Zur Person
Elisabeth Kaneza wurde 1987 in Ruanda geboren. Ihre Kindheit wurde von den Ereignissen des Völkermordes in 1994 geprägt. Sie studierte an der Universität Maastricht in den Niederlanden ‚European Studies‘, ihren Masterabschluss schloss sie in ‚Intercultural Conflict Management’ an der Alice-Salomon Hochschule ab.
Elisabeth Kaneza wurde 1987 in Ruanda geboren. Ihre Kindheit wurde von den Ereignissen des Völkermordes in 1994 geprägt. Sie studierte an der Universität Maastricht in den Niederlanden ‚European Studies‘, ihren Masterabschluss schloss sie in ‚Intercultural Conflict Management’ an der Alice-Salomon Hochschule ab.
Ihre Forschungsschwerpunkte umfassen die Entwicklungszusammenarbeit der Europäischen Union mit Afrika, die Transformation von innerstaatlichen Konflikten und das Themenkomplex „Migration und Flucht“. Elisabeth Kaneza setzt sich bundesweit für entwicklungspolitische Bildungsarbeit, Vielfalt und Chancengleichheit ein. Zu ihren Aktivitäten gehören die Moderation von politischen Veranstaltungen und die Planung sowie Durchführung von internationalen Dialogen, Seminaren und Workshops. Als Sprecherin und Dozentin nimmt sie zudem an verschiedenen Konferenzen teil, darunter Fachtagungen und Podiumsdiskussionen.
„Das ist immer eine Gratwanderung zwischen: was tun wir, um zu mahnen und was sollten wir unterlassen, um den Opfern ihre Würde zu lassen.”
- Elisabeth Kaneza
„Das ist immer eine Gratwanderung zwischen: was tun wir, um zu mahnen und was sollten wir unterlassen, um den Opfern ihre Würde zu lassen.”
- Elisabeth Kaneza
Transkript
Glauben Sie, Deutschland sollte an die vom Genozid 1904-08 betroffenen und damals enteigneten Herero und Nama-Gemeinschaften Reparationen zahlen?

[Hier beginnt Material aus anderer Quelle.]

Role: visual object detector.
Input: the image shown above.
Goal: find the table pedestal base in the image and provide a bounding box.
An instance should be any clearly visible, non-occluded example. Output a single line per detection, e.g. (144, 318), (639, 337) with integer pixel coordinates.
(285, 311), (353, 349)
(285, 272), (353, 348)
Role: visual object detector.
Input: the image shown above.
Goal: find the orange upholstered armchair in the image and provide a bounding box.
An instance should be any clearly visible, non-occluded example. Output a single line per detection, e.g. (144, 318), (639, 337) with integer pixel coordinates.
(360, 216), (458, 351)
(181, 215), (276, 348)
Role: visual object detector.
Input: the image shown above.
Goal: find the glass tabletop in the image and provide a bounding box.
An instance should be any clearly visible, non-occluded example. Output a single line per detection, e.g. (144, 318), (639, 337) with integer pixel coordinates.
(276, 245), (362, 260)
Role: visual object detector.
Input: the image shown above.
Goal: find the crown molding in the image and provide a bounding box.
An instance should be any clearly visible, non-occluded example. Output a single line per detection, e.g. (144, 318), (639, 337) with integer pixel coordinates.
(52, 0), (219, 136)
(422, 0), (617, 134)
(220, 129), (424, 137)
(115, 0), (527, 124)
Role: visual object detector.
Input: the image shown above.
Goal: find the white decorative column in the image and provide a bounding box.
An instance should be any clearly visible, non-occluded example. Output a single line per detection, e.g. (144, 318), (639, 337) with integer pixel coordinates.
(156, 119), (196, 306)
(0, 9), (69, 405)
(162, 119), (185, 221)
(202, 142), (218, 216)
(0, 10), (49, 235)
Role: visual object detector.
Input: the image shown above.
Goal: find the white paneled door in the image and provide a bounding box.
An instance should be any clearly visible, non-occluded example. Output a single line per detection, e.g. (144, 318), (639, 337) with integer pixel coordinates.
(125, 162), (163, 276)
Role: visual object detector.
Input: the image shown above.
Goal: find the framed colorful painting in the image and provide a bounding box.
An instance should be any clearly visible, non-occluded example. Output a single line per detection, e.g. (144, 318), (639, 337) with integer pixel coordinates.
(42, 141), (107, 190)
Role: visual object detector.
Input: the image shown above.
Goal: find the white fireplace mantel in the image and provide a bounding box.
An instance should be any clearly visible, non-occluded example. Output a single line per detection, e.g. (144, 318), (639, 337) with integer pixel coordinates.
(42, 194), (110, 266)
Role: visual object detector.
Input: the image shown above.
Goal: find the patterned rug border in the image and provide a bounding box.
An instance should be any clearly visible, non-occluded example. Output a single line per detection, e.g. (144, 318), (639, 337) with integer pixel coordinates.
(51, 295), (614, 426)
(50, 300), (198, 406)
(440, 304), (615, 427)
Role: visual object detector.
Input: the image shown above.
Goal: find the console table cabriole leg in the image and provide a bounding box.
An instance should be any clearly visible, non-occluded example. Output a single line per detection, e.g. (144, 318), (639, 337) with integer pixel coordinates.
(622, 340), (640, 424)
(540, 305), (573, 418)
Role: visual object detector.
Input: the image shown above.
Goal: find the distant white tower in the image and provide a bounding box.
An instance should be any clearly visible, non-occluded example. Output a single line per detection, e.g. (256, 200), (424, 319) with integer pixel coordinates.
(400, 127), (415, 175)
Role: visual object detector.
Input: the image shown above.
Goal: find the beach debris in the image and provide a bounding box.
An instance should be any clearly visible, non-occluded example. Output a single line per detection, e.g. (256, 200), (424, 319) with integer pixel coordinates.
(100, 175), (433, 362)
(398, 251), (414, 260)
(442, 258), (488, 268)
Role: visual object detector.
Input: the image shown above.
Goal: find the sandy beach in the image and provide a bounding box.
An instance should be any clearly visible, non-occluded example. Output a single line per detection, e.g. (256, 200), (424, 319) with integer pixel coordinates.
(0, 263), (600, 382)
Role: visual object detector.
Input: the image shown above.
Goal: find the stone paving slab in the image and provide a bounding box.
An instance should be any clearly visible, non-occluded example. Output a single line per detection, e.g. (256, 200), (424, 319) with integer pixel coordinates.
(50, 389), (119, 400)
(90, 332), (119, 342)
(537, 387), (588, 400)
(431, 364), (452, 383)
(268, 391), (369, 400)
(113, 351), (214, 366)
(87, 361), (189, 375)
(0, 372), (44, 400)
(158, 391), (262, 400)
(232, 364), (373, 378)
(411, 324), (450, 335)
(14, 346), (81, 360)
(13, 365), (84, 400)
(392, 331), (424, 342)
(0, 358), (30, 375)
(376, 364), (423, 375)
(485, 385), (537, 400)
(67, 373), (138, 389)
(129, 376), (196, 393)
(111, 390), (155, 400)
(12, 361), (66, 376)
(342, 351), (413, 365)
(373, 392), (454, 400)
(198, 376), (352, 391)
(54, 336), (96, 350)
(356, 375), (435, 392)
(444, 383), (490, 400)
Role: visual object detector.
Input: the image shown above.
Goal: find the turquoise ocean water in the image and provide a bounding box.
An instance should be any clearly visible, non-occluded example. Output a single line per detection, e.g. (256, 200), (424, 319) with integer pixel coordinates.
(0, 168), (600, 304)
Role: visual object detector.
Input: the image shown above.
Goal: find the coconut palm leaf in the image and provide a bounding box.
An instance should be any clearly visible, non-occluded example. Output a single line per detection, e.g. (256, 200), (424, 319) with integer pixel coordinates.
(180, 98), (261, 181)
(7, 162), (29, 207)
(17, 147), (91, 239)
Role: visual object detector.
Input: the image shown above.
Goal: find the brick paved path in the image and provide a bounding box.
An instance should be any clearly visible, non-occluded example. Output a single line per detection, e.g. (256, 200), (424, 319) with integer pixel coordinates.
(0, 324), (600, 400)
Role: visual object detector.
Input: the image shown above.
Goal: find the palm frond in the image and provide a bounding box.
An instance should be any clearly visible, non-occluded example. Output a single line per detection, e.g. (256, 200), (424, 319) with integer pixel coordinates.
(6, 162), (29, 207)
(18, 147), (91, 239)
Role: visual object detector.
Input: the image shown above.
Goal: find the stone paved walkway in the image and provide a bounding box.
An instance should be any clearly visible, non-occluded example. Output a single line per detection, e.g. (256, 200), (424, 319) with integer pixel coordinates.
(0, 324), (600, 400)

Also ich denke, dass die Frage der Reparationen ganz außer Frage steht. Wir brauchen Reparationen, weil es eine Menschenrechtsverletzung gab und das ist nicht nur eine Verletzung, sondern Verbrechen, also muss das, was den Menschen angetan wurde, wiedergutgemacht werden und in dem Fall reden wir dann von Reparationen. Die Frage, die sich eher stellt ist: Welche Art von Reparationen? Ein Genozid der rückwirkend aufgedeckt werden muss, der rückwirkend anerkannt werden muss stellt natürlich für alle Seiten eine Herausforderung dar. Das heißt im idealsten Fall können wir nachverfolgen und archivieren was passiert ist, im schlimmsten Fall können wir das nicht. Dann müssen wir uns Gedanken darüber machen welche Voraussetzungen für Reparationen erfüllt werden müssen. Soll es Zahlungen geben? Dann müssen wir uns die Frage stellen: Kann jemals ein Leid monetär beglichen werden, [wieder]gutgemacht werden? Ich denke, aus einer Menschenrechts-Perspektive ist das nicht unbedingt [naheliegend] zu sagen: wir müssen versuchen das Leid eins zu eins monetär wiedergutmachen. Oft ist es auch gar nicht möglich. Wir müssen [uns] tatsächlich [fragen] und das können wir nur im Austausch mit den Betroffenen machen: Was ist für Leid entstanden? Außer Frage: Menschliches Leid. Wir haben Menschenleben verloren. Das ist außer Frage. Dafür muss es Reparationen geben, aber was wird jetzt gebraucht, so viele Jahre nach so einem Völkermord? Das ist eine Frage, die kann fast keiner beantworten, außer diejenigen, die selbst davon betroffen sind und heute sprechen wir auch von den Nachkommen von den Herero und Nama. Und die müssen diese Frage beantworten, die müssen in den Prozess, um zu sehen: Was benötigen sie? Was sind ihre Forderungen? Was wurde ihnen auch an Leid getan? Da müssen wir in den Dialog treten.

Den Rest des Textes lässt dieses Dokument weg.